Вот мы на университетской базе отдыха. В первый день еще совсем чужие. Как тут у них принято?.. С общей кухни пахнет компотом из сухофруктов. Пахнет горячим небом и хвойными струями. Сыровато пахнет крапивой, снытью, зарослями малинника, что сразу за фанерными домиками у изгороди. Заедают комары. Словно вспоминаю, вижу – соседи наши гоняют сизый дым, размахивая кадилами из консервных банок. Сейчас они направляются в столовую. А по дорожке, чуть в сторону, – беленый известью скворечник на одно очко. Кто-нибудь внутри, другой снаружи докрикивает разговор. Рядом, возле длинного умывальника дурачатся взрослые дети, брызгаются из многочисленных сосков. Мы с моим долговязым студентом переглядываемся счастливо:
– Надо же, очутились вместе в пионерском лагере.

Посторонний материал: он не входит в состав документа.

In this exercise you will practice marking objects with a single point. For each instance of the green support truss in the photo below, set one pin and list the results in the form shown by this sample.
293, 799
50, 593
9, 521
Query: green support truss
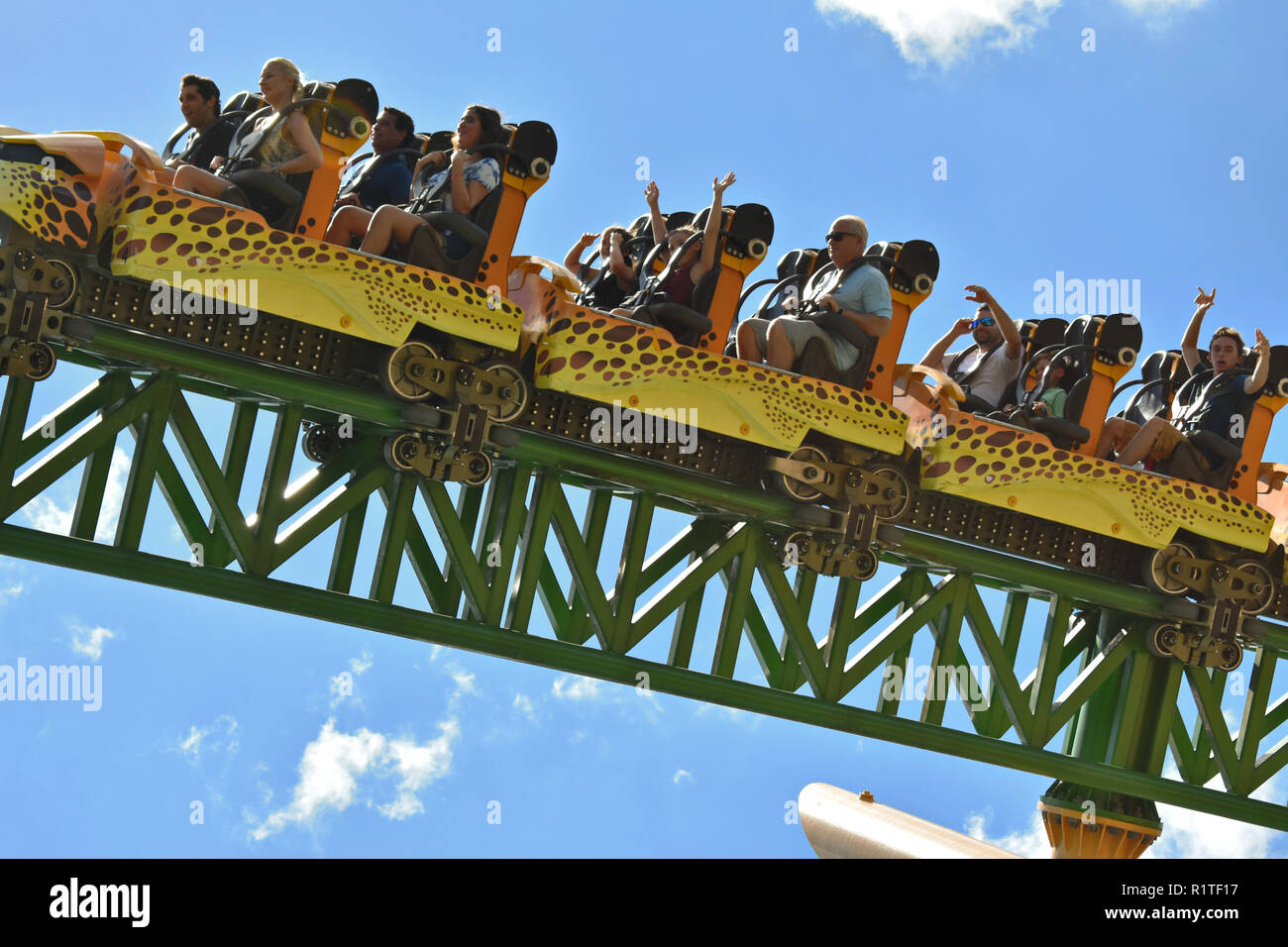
535, 536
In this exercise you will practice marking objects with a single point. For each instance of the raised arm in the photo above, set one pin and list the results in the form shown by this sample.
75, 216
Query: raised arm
1014, 347
935, 357
1190, 343
651, 196
711, 236
1257, 379
616, 262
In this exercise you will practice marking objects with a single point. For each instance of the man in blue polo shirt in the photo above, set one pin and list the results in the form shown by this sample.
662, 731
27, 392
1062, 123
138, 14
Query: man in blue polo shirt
854, 289
381, 182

И что еще здорово – отметили оба – большие железные ворота на въезде прикрыты неплотно, в любой момент, хочешь – выходи. Такой вольности никогда прежде в лагерях не бывало.
Вечером мы развели костерок на берегу. Не хуже других и не лучше. Не знаю почему, но пока я ходила в домик за куртками, все стянулись к нашему очагу. Хохотали, пели, сын мой оказался в самом центре кутерьмы. Хотя только его-то голоса и не слышно. Хотя это в его глазах отблеск веселья преломляется откровенной влюбленностью.
Он вообще немногословен, он вниматель. Не зря же друзья просиживают у него ночи напролет. Да нет, он не плечо и не жилетка. Сидит напротив, и весь – твой, без остатка. Это ж ясно: чтобы разобраться в себе, людям важно услышать собственное эхо. Считать его с лица напротив. И довольно нескольких всего ответных слов, чтобы не потерять чувство юмора.
Я развожу на берегу непременный костер. Собираю сухие ветки и шишки, долетевшие сюда с обрыва. Там, наверху, напряженно скрючились когти деревьев, уцепились за край. Ниже крутизна неприступно топорщится шиповником и мелкой акацией.
Чуть дым возбудил воздух, к огню подобрались мои юные незнакомцы. Не сама ли сигнал подала?.. Это ж не тайна, что пожилые люди хотят быть приятелями своих детей. И ребята меня признали. Болтают, смеются. Они-то поосновательнее подтаскивают дровишки. Возле нас оседают новые компании. Пожалуй, сделалось плотно на одном пятачке, тесно. Пора мне и честь знать.
Поднимаюсь по торной тропе, стою еще долго на песочном утесе. Разглядываю сияющие паруса в настоящей морской синеве, узкую косу, что вытянулась на четверть горизонта, редкие сосны на ней – карандашная штриховка, обесцвеченная солнцем. Смотрю вниз, на дымный вихор костра.
В общем-то, в эти простые гаммы вполне укладывается судьба. Надо сказать, сентиментальная моя душа, не отпуская ни на шаг, не позволяет мне попасть в очень уж большую беду. Подумаешь, пролетели шестьдесят четыре вагона, груженные до отказа событиями! Не так и далеко умчались они.